DM: Evidently I was. It’s a funny story, actually. I was living in Mexico, and someone—well, old Aiken, in fact—gave my address to Aaron Asher, who was the editor of Meridian Books at the time. I picked him and his wife Linda up at their hotel and brought them out to where Elaine and I were living—outside Mexico City—for dinner and then spent approximately three solid hours talking nonstop about Gaddis. Finally Aaron threw up his hands in despair, telling me, “Please, please, I promise I’ll read the darned thing as soon as I get home! But now tell us something about where to go and what to see in Mexico, for heaven’s sake!”

JT: And then he did publish it. Did Gaddis himself know about the impetus?
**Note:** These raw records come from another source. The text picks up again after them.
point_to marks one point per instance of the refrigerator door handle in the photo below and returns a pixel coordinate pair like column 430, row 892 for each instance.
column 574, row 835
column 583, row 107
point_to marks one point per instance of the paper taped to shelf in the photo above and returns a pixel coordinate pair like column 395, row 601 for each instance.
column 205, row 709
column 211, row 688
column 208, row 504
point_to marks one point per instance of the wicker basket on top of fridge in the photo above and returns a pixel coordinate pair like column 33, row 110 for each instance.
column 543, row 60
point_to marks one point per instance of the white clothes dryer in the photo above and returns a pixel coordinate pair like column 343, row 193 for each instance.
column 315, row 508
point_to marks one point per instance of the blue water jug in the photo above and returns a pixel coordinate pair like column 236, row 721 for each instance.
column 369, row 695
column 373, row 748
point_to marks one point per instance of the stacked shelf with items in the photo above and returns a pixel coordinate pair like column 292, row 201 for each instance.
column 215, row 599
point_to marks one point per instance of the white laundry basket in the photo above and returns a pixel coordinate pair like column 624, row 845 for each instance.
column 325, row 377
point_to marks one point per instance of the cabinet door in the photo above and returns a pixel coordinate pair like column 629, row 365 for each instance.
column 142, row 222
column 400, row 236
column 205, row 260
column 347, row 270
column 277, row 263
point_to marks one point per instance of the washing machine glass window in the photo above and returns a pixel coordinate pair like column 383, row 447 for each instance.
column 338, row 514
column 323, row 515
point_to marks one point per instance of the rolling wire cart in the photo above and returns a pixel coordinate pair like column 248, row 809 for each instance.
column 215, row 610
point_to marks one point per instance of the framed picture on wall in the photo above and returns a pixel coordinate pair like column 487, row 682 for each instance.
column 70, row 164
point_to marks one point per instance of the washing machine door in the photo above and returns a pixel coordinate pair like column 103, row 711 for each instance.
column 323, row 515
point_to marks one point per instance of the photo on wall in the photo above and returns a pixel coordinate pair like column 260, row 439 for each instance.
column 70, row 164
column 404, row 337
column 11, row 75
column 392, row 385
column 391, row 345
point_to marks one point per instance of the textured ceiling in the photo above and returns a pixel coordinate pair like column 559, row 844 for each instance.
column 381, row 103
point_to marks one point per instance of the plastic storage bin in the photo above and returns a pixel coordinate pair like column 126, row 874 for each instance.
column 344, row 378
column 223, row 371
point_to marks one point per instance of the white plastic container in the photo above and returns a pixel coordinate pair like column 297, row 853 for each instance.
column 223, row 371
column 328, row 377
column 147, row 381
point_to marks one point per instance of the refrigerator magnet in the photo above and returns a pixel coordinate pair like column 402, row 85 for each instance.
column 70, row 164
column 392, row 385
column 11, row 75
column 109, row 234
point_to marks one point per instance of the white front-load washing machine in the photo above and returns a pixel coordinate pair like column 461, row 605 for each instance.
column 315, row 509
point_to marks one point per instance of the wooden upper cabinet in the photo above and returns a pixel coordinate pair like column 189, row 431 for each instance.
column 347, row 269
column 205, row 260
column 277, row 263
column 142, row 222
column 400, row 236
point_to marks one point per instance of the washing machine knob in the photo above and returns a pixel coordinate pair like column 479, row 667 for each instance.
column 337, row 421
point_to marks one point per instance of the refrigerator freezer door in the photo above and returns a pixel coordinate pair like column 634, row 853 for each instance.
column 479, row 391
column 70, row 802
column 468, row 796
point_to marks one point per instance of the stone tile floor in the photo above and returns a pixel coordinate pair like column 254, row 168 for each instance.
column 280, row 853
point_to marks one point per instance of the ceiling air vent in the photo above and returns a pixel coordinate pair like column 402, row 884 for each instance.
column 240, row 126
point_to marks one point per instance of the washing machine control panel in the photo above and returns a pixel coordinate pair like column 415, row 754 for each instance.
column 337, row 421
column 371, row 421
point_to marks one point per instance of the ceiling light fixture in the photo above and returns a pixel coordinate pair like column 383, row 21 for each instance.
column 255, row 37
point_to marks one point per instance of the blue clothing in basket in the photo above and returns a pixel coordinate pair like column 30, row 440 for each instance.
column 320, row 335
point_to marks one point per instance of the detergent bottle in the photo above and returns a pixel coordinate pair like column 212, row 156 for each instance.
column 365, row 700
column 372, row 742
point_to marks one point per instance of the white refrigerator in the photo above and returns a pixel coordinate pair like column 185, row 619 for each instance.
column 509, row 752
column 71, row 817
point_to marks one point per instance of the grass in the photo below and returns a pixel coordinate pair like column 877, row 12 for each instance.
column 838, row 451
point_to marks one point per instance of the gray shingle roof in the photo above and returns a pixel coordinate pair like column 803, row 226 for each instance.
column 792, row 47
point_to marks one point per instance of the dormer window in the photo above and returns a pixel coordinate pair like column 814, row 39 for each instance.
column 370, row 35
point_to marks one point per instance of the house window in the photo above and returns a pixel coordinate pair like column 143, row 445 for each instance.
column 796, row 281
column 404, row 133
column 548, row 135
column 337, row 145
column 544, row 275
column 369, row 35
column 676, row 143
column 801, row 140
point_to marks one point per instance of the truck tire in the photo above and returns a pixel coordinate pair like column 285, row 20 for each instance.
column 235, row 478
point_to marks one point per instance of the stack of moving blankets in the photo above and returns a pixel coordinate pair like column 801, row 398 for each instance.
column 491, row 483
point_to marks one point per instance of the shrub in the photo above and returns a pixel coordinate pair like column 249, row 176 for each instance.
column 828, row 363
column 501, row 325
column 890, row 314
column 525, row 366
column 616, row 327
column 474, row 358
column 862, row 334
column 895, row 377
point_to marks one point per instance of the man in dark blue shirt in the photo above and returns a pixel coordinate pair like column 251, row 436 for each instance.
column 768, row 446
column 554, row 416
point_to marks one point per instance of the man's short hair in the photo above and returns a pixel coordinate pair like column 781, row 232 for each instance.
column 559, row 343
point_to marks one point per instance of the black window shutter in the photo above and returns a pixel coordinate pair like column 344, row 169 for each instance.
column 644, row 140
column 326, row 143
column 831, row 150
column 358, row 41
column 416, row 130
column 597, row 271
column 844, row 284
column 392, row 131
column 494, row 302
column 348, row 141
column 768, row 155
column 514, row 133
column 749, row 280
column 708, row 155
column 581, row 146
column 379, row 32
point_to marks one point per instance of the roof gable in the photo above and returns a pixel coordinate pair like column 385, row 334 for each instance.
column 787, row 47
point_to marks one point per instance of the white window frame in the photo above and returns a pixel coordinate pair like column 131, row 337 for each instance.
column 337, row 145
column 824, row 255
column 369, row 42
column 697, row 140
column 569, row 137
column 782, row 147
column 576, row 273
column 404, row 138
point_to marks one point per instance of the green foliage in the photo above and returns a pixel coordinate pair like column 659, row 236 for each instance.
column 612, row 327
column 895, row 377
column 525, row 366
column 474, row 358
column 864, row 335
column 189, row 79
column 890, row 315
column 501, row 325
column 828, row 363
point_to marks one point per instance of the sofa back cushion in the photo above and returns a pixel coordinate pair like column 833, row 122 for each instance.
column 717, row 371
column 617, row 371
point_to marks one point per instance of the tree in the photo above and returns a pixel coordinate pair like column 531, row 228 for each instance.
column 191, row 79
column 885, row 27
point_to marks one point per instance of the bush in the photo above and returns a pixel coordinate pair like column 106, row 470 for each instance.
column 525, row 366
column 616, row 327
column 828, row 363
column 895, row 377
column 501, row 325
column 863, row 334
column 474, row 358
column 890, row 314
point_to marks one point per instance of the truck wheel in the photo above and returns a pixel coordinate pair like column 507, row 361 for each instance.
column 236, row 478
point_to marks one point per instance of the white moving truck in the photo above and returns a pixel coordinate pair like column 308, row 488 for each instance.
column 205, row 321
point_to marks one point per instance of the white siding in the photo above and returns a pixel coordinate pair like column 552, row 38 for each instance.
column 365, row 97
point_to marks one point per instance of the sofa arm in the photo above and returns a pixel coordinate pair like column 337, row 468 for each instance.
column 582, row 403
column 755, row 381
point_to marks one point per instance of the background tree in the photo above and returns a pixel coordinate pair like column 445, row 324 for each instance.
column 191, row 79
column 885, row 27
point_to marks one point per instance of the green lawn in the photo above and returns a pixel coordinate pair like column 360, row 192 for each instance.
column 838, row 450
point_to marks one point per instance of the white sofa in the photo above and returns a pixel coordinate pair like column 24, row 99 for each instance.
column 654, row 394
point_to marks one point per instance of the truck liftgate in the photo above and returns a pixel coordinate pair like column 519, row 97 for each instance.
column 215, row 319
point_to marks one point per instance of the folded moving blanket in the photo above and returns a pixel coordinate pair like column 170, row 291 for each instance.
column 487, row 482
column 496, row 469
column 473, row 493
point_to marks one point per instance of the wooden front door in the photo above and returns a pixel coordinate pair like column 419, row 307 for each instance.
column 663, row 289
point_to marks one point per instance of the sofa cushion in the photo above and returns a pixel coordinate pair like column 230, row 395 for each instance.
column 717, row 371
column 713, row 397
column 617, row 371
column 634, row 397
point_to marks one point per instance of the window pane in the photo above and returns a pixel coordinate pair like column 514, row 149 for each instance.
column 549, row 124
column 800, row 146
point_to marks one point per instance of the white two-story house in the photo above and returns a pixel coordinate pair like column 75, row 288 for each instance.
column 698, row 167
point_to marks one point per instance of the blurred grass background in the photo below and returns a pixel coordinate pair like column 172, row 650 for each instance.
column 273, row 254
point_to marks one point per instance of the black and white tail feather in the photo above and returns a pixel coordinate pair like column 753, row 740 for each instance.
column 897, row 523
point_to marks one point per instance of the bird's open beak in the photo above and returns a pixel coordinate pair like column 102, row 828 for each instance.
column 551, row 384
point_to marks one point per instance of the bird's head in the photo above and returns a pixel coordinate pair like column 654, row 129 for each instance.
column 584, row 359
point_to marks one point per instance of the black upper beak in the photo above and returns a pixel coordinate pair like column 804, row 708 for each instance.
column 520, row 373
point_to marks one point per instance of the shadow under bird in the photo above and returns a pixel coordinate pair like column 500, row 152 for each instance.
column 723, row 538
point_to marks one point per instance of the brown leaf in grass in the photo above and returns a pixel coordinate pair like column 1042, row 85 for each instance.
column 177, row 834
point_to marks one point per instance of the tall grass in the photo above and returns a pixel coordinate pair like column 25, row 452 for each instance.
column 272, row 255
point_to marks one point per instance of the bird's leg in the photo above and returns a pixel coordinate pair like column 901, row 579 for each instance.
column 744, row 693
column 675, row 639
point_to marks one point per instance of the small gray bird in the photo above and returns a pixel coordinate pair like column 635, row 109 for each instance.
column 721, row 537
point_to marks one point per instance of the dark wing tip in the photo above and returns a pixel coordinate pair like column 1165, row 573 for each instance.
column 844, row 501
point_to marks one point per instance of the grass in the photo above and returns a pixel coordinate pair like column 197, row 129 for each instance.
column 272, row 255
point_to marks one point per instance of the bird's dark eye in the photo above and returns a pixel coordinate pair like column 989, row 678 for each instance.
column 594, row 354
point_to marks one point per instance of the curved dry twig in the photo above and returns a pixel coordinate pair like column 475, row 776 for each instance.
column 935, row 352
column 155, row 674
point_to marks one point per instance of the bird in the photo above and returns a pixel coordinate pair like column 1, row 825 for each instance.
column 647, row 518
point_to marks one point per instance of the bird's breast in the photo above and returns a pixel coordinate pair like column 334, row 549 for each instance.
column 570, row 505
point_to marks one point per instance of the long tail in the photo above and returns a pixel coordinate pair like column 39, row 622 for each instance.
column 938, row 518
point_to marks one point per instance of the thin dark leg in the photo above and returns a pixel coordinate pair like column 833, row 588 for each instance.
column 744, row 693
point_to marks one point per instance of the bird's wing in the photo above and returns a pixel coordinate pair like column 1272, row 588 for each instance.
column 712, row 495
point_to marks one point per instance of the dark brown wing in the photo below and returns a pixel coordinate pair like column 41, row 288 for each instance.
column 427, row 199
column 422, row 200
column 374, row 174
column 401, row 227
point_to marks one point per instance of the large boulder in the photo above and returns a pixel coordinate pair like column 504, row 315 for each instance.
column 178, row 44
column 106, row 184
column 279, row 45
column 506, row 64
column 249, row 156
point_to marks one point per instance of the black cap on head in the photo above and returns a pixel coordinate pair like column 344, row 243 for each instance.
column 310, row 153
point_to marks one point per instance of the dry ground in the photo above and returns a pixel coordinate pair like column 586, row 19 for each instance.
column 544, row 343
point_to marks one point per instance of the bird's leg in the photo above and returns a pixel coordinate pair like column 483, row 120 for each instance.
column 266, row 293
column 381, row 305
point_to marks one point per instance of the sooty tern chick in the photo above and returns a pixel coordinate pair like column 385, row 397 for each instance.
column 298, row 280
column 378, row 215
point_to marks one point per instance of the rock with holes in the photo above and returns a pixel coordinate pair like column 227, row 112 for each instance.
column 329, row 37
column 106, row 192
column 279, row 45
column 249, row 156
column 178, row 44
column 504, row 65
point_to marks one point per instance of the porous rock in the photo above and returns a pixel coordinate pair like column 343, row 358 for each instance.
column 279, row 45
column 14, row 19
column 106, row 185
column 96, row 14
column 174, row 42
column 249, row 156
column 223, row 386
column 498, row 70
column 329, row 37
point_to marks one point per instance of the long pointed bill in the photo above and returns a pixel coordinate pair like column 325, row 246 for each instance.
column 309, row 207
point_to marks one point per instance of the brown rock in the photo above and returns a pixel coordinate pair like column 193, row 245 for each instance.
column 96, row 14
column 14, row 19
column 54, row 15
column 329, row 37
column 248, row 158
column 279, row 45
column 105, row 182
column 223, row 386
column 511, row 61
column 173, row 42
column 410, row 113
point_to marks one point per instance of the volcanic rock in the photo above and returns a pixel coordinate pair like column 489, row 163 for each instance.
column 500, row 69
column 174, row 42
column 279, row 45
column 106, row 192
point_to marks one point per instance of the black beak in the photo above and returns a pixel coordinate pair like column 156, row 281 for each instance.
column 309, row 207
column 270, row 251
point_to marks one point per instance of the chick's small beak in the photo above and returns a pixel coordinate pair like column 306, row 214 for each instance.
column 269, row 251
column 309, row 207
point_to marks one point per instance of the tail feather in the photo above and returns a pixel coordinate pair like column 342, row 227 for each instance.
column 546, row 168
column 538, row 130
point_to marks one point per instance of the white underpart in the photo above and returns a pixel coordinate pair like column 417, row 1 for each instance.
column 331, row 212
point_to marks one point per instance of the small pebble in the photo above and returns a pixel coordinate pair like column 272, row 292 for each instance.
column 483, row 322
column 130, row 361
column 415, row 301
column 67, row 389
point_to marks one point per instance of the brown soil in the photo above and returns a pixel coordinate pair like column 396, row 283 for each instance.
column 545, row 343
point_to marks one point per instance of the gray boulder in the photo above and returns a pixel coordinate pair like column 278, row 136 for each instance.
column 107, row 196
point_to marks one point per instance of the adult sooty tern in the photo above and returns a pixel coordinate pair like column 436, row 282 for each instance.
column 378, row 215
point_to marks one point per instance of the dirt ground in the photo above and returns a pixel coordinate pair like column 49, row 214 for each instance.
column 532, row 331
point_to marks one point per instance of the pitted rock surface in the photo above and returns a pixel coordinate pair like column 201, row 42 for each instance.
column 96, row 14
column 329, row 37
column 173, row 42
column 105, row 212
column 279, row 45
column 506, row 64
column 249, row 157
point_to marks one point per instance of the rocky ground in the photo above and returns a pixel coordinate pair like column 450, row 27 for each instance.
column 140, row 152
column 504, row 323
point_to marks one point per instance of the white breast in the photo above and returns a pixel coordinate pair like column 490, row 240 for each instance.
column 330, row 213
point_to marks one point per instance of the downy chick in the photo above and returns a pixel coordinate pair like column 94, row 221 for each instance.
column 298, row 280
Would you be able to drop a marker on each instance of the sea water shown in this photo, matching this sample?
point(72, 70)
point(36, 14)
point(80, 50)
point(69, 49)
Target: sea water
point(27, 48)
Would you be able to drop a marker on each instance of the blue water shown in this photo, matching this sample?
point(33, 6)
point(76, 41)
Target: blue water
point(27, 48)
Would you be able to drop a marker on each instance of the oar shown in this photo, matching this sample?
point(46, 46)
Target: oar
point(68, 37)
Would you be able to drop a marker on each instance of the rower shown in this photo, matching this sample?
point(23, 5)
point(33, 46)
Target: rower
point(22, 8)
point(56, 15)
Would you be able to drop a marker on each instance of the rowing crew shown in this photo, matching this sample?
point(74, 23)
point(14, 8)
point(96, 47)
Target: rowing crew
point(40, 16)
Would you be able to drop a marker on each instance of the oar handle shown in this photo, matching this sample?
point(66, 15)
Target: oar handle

DM: That’s fairly funny too, as it happens. “The Recognitions” came out in 1955. I’d read it twice when it did, and then wrote Gaddis a letter. It’s perhaps the only other letter I’ve written to an author I didn’t know, but it was completely different from the one I wrote to Lowry. In this case I’d just been infuriated by the rotten reviews and simply wanted to tell the man the hell with them all, that there were some few of us out there who did see what he’s accomplished. I didn’t get an answer, though I eventually heard secondhand that Gaddis had been too depressed at the time to send one. Or that he’d ultimately decided it was too late. But then sometime in 1961, not long after the Asher incident, I did hear. Six years after the fact, this was, a long letter beginning with something like, “Dear David Markson, if I can presume to answer yours of June whatever, 1955!” Which went on to say that Asher was in fact about to do a first reprint.